Head & Shoulders mate! Stops any itching too! I haven't clean shaven for over 3 years now


----------



## spod

Pics or no chin pubes! :whistling:


----------



## Beans

@solidcecil - This is what I use http://thebeardedbastard.com , The Woodsman oil is spot on.

www.royoilclub.bigcartel.com , There stuff is supposed to be good too, I've not used it tho.


----------



## solidcecil

RXQueenie said:


> Cecil - I'm in charge of the other half's beard and I can tell u now there is such a thing as beard oil... that might be what you're looking for.
> 
> Also may I recommend a Kent beard comb





Beans said:


> @solidcecil - This is what I use http://thebeardedbastard.com , The Woodsman oil is spot on.
> 
> www.royoilclub.bigcartel.com , There stuff is supposed to be good too, I've not used it tho.


Il take a look cheers.


----------



## MRSTRONG

Agree with ming it gets softer the longer it is .


----------



## paullen

Softer! I want to know how to grow a proper beard and not this patchy rubbish


----------



## Fishheadsoup

Sounds stupid, but don't over wash it to. Takes all the natural oils out and makes it wiry. It's always itchy to start with, your face needs to get used to it as shaving with of made the ends sharp.


----------



## Moff

Anyone tried jojoba oil? Works a treat for stopping itchy balls when pubes are growing back wouldn't know if it works on beards though never grown a proper one.


----------



## militant

I sometimes use Johnsons baby oil or Palmers coco butter


----------



## jimmy26

I have Beardsley beard shampoo smells good and feels decent afterwards.. head & shoulders and a bit of the gf's conditioner always worked well too


----------



## muscle monster

Can anyone recommend a decent electric beard trimmer whilst on the subject?!!


----------



## Kickboxer.Stu

I've got the babyliss I trim. Pretty decent with digital length etc. the older version pretty decent to. Prob get one of them for bout 20 from somewhere like bnm. New one about 65 I think


----------



## muscle monster

Thanking you, I'll check it out


----------



## Absent-Spotter

I know this might sound bit counter-productive but shave your beard right back to stubble and grow it again.

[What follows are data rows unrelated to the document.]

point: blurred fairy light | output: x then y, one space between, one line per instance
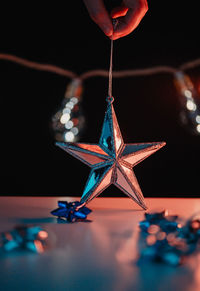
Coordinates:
190 102
68 122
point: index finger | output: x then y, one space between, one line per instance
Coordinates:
129 22
99 14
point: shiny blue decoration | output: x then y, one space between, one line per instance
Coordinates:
163 239
71 211
31 238
111 160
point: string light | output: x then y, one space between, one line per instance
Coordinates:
189 100
68 122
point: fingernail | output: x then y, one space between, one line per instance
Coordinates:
107 31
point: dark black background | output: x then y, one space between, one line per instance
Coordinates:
147 107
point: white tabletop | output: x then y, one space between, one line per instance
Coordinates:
97 255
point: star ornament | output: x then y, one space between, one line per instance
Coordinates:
111 160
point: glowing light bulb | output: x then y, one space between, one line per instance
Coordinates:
68 122
190 102
64 118
69 136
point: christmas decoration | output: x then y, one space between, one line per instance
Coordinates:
68 122
71 211
111 160
32 238
63 124
190 102
164 239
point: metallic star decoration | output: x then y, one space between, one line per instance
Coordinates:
111 160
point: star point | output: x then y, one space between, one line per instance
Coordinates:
111 160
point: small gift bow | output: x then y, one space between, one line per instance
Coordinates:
71 211
164 239
31 238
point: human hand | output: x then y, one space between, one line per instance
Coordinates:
129 15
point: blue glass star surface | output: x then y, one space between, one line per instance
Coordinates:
111 160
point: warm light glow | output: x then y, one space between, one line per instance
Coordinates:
198 118
74 100
75 130
64 118
153 229
151 239
42 235
69 105
191 105
69 136
188 93
198 127
69 124
66 110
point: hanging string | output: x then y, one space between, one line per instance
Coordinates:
38 66
115 22
99 73
110 70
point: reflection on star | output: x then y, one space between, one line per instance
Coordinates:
111 160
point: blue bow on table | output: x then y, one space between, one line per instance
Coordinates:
32 238
71 211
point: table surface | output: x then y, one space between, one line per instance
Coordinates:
97 255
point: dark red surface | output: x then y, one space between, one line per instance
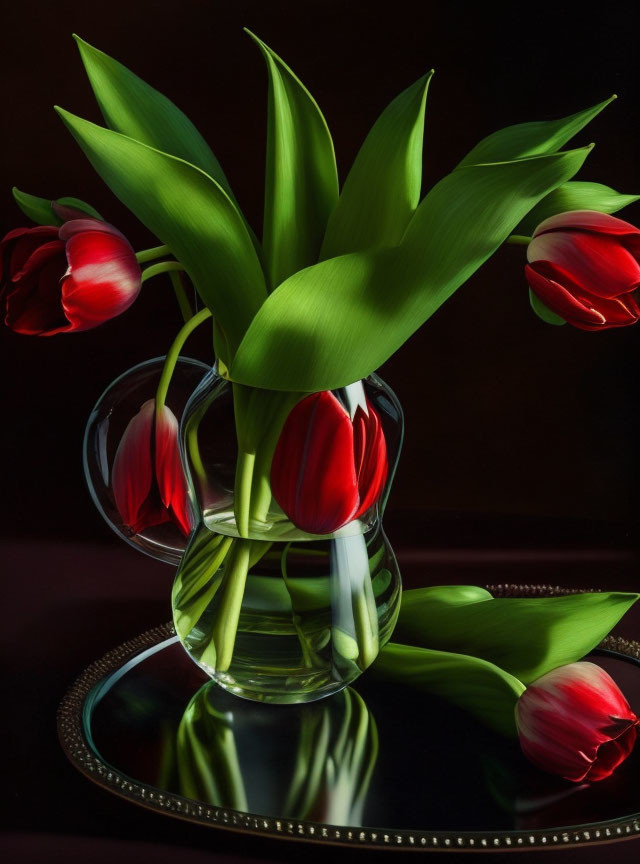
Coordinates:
67 604
521 457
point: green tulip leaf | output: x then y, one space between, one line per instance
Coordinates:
314 332
543 311
189 212
301 186
135 109
531 139
477 686
526 636
576 195
39 209
382 189
130 106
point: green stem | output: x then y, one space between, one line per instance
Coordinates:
227 613
181 296
244 478
366 624
173 354
151 254
160 267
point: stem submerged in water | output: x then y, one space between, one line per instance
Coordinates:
227 613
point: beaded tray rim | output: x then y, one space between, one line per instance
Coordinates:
84 758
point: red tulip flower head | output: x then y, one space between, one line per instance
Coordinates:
56 280
148 482
575 722
328 469
585 266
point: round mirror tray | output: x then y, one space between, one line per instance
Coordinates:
373 766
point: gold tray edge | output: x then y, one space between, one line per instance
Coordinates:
78 750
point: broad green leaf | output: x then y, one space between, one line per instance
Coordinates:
557 630
190 213
301 187
531 139
339 320
39 209
130 106
382 189
543 311
576 195
135 109
483 689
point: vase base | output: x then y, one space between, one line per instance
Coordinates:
256 691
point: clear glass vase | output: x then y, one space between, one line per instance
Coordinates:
124 413
288 586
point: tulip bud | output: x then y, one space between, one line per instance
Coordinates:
328 469
56 280
584 266
148 482
575 722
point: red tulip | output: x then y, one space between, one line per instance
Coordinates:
327 469
148 482
585 266
56 280
575 722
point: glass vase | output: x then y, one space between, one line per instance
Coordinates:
288 586
116 415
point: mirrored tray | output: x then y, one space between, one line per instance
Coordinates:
372 766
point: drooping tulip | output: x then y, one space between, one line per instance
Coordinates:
147 478
59 280
585 266
328 469
575 722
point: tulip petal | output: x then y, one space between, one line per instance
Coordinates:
132 474
20 243
556 290
103 278
587 220
313 473
569 719
38 258
170 477
370 456
83 223
612 753
32 306
600 265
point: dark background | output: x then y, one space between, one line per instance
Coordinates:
521 454
516 431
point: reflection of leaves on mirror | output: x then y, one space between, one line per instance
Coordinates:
207 760
334 763
326 779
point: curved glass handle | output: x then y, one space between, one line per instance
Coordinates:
133 471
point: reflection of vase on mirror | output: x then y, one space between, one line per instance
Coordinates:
325 753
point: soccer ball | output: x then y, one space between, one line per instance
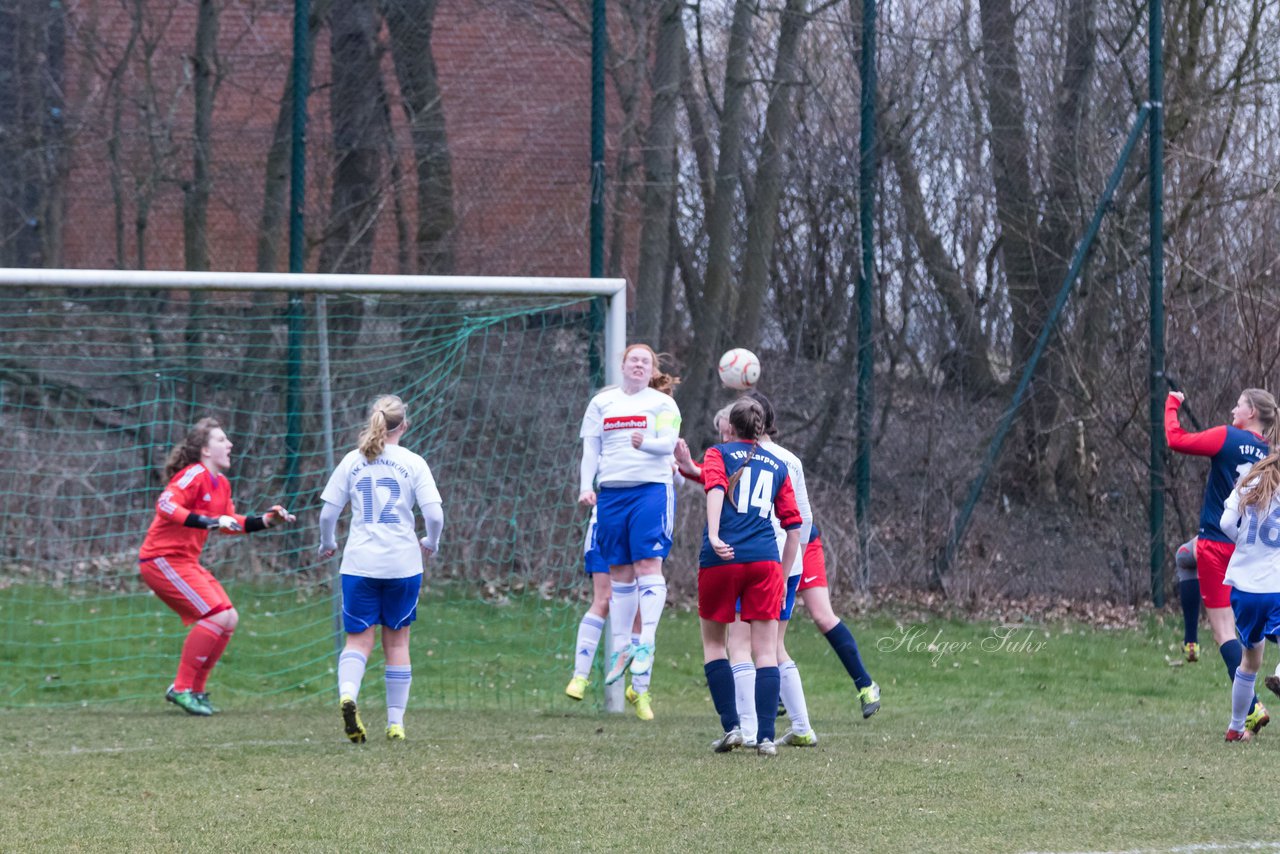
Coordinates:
740 369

I had a beard in October and it was pretty rough feeling. At my girlfriend's request I shaved it off and the stubble underneath was like a cat's fur mate, soft as you like.

Anyway, I grew my beard back and it was loads softer than before.


----------



## gearchange

I find that softener works well at low temp,although it's a lot harder to stick back on afterwards,you may have to get some new glue .


----------



## fitpeach

Absent-Spotter said:


> I know this might sound bit counter-productive but shave your beard right back to stubble and grow it again.
> 
> I had a beard in October and it was pretty rough feeling. At my girlfriend's request I shaved it off and the stubble underneath was like a cat's fur mate, soft as you like.
> 
> Anyway, I grew my beard back and it was loads softer than before.


That seems peculiar tactic! Although I've heard weirder, one guy told me he separated hairspray on his beard/face thinking it'd make it softer.. Hmm... Not sure about either but what works for you


----------



## Ads749r

solidcecil said:


> I'm currently growing a beard, but my facial hair is very wiry and a bit itchy.
> 
> Is there anything you can use to soften the hair, I've tried using shampoo and conditioner.


You should of said, I would have massaged your face with my face with foamclene as lube.


----------



## Amann

Argan Oil is the best. Also shampoo and condition the same time you do the hair on your head. Then after your shower put argan oil in it.


----------